What's going on cognitively with people who e-communicate like this?

In private messages on message boards or if I’m texting with the children, I am not very “formal” as far as capitalization goes. I still try to spell correctly though. Text speak outside of a cellphone irks me to the ends of the earth and back again. I’m a little uptight that way, lol.

Why people do it, I have no idea. Perhaps they’ve realized it irritates you and they’re being “cute” about it by sending you messages that way?

Sure. The medium is the message. I derive meaning from the form of the communication.

When I see something written in that sort of language I form an impression about the sender and the sender’s attitude toward me. This impression could be:

– the sender is an ignoramus who is incapable of composing a more sophisticated message;

– the sender is capable but doesn’t give enough of a shit about me (or what she’s saying) to take the time to compose their message properly;

– the sender is a child;

– there is some technical limitation imposed upon the sender which impairs their ability to type (e.g. a phone keypad.)

I’m not saying it’s right or fair. But if you send me a misspelled, ungrammatical e-mail it tells me something about you. Paragraphs, spelling and punctuation exist to make written language clearer and easier to comprehend. If you can’t be arsed to bother with it that subtly influences my impression of you and your message.

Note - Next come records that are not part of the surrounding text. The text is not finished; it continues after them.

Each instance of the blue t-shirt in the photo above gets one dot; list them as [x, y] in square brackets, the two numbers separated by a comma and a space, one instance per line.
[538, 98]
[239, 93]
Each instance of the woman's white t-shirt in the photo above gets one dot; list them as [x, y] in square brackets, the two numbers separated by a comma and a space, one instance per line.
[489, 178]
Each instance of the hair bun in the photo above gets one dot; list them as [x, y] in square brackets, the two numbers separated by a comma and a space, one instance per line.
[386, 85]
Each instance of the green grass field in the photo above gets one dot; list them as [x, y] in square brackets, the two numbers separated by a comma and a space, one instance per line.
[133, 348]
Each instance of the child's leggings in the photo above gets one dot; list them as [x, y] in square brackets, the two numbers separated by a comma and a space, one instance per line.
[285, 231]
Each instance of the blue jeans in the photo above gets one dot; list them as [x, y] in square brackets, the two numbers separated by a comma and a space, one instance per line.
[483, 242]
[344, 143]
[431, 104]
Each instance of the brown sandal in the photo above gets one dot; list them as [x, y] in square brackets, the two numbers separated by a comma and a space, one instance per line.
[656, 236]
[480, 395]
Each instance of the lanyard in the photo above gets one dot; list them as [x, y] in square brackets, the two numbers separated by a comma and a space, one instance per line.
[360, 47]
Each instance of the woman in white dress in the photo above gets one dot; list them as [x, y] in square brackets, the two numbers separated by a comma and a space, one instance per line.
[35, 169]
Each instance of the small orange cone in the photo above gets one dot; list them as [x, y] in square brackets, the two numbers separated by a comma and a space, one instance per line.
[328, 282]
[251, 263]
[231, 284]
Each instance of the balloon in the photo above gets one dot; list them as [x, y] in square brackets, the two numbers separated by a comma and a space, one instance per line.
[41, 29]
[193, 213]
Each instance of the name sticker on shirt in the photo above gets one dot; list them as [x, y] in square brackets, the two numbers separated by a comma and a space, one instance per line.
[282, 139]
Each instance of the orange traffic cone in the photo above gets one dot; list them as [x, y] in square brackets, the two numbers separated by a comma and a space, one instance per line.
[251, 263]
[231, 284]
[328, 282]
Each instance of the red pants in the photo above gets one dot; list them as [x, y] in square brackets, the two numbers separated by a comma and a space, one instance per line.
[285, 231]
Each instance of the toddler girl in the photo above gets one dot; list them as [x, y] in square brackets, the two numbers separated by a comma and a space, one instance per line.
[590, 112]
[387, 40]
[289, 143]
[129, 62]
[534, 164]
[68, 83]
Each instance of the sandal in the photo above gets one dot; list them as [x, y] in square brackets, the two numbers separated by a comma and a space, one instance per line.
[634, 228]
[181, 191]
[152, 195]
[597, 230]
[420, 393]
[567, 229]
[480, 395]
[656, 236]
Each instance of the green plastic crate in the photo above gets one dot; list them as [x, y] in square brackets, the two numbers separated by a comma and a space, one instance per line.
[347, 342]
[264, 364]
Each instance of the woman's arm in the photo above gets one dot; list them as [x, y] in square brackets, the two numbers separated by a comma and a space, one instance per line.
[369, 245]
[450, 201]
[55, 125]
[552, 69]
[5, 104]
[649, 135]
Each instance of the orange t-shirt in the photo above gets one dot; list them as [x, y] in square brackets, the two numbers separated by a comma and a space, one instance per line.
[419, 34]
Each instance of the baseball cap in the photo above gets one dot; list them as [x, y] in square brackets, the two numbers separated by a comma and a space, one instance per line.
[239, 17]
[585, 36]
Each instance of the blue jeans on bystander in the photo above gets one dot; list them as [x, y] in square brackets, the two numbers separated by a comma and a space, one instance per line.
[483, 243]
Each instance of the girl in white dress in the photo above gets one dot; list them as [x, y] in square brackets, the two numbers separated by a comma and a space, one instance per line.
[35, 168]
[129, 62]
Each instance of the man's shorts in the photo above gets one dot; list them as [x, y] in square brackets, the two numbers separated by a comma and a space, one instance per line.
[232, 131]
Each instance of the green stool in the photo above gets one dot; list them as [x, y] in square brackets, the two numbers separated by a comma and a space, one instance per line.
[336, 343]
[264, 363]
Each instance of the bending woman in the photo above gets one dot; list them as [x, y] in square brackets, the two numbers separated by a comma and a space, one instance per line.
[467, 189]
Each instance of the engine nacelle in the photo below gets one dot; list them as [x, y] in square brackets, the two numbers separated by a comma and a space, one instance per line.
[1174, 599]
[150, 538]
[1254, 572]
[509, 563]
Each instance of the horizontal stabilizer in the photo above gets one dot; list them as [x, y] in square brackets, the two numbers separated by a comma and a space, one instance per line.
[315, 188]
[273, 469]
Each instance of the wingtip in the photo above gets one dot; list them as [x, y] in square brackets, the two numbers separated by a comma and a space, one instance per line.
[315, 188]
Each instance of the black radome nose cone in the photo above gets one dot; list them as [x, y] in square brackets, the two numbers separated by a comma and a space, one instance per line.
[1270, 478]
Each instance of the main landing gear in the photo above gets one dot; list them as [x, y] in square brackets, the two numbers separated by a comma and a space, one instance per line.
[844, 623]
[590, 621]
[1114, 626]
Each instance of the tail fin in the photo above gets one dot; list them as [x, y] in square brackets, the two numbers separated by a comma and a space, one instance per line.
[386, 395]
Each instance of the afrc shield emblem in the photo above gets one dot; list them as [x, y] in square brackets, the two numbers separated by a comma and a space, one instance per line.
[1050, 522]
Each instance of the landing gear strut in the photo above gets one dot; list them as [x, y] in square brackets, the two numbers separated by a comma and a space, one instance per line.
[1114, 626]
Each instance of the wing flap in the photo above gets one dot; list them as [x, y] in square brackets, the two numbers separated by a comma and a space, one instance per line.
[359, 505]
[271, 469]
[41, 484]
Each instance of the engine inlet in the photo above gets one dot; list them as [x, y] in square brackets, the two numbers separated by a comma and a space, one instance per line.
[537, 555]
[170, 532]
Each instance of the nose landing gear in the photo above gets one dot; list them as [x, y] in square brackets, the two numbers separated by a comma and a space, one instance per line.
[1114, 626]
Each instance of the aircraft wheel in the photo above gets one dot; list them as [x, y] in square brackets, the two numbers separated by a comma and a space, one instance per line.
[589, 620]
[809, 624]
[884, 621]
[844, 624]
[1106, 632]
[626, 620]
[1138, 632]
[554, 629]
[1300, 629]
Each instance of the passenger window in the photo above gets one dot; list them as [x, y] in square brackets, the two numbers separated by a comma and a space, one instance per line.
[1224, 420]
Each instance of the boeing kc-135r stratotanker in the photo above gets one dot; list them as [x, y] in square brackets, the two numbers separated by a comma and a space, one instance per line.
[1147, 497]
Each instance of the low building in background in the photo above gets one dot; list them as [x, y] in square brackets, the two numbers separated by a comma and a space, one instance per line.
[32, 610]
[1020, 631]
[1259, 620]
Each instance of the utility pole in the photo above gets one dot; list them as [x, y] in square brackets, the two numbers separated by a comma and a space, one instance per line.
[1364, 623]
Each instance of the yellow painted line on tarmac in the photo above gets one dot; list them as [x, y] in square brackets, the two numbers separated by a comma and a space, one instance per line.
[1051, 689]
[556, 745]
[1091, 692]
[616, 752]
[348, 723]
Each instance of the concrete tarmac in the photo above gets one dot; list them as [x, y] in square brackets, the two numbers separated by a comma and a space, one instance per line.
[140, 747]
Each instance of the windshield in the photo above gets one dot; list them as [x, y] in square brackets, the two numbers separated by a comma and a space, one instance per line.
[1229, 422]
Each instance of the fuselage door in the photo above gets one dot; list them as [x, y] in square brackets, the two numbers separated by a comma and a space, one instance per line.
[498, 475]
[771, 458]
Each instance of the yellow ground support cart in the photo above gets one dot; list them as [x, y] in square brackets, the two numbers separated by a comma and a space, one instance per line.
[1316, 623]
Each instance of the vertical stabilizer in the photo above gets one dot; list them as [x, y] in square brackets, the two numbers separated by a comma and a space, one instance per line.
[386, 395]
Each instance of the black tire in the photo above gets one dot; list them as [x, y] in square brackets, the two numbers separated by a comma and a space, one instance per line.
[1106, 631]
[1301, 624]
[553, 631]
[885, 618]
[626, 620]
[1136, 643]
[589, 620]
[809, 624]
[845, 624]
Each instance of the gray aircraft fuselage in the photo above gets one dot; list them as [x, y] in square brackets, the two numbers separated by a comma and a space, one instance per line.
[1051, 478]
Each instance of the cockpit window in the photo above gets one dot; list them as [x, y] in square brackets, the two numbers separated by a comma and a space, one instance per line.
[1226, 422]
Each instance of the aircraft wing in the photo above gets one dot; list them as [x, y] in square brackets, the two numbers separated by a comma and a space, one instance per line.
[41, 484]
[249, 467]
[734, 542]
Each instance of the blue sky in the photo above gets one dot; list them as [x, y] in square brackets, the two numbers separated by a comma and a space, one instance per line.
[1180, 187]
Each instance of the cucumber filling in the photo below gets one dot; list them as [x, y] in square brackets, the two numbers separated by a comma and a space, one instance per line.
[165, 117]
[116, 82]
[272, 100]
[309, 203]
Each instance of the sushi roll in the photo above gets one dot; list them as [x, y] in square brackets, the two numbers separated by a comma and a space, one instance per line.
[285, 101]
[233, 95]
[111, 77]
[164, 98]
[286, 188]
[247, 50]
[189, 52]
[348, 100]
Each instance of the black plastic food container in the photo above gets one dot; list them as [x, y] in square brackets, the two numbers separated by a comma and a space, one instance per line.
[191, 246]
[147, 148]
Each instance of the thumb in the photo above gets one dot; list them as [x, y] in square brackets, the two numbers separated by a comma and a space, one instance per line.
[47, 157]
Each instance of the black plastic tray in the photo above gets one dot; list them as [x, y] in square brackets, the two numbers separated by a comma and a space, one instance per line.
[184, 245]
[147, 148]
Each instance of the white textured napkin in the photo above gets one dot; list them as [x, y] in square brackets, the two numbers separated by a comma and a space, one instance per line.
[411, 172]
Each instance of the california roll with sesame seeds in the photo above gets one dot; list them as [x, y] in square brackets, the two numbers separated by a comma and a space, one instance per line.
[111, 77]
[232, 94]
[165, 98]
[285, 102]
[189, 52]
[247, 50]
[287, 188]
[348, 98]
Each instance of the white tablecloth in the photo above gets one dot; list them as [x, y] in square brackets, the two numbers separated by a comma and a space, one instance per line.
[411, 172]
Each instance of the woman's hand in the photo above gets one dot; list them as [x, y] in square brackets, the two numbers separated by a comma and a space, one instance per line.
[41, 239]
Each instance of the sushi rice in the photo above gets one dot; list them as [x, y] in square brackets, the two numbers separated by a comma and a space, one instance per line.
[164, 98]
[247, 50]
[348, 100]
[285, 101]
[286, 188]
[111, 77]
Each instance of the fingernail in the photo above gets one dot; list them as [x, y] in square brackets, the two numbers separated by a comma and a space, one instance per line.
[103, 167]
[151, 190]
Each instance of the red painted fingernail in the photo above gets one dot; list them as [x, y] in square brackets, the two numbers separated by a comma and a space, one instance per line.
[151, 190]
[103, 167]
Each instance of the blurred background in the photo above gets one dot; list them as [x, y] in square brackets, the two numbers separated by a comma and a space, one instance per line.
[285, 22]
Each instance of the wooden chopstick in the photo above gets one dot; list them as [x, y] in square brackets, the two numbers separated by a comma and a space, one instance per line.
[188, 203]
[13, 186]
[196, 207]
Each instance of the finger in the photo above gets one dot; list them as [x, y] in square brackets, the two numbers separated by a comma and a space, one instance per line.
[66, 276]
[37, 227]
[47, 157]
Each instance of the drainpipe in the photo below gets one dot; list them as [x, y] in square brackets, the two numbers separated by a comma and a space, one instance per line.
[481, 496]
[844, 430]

What would you think of a person who YELLED every time they spoke to you? Or constantly mispronounced words? Or spoke in an irritating falsetto voice?

I recognize that internet/text communications are still new and the culture is still developing around them. But the fact that it’s new does not excuse rudeness or make sloppy writing any easier to read.

Yeah, ain’t ignorance grand?

the fact is YOU’RE the wrong person. The language used by computers is a “dialect” of English. Language changes, if it didn’t we’d all be talking like Shakespere.

As long as their meaning comes across it’s OK. It doesn’t mean they are uneducated, it means they are using the new technology to get their message across.

If someone writers THRU or THROUGH or ENUFF or ENOUGH you get the idea, why make a deal out of it? Because you don’t like it? Well the world changed, so you gotta keep up with it.

:slight_smile:

Depends just how much they corrupt their syntax/grammar/spelling. I spend a lot of time reading written communications and I’m naturally somewhat impatient. This means if it is garbled enough then their meaning does not “come across”, because I won’t give it the time of day to try to decipher it.

This doesn’t mean they have grammar skills. I work with a few people that just are not competent writing in the English language. Having a high paying job does not mean that this person is particularly intelligent or book smart. In fact, lately it seems to be quite the opposite. Add in a dose of ‘I don’t care about you’ and a spoonful of ‘the kids do it and it’s cute’ and there you have it, a upper level employee who writes mail like they’re a texting teen.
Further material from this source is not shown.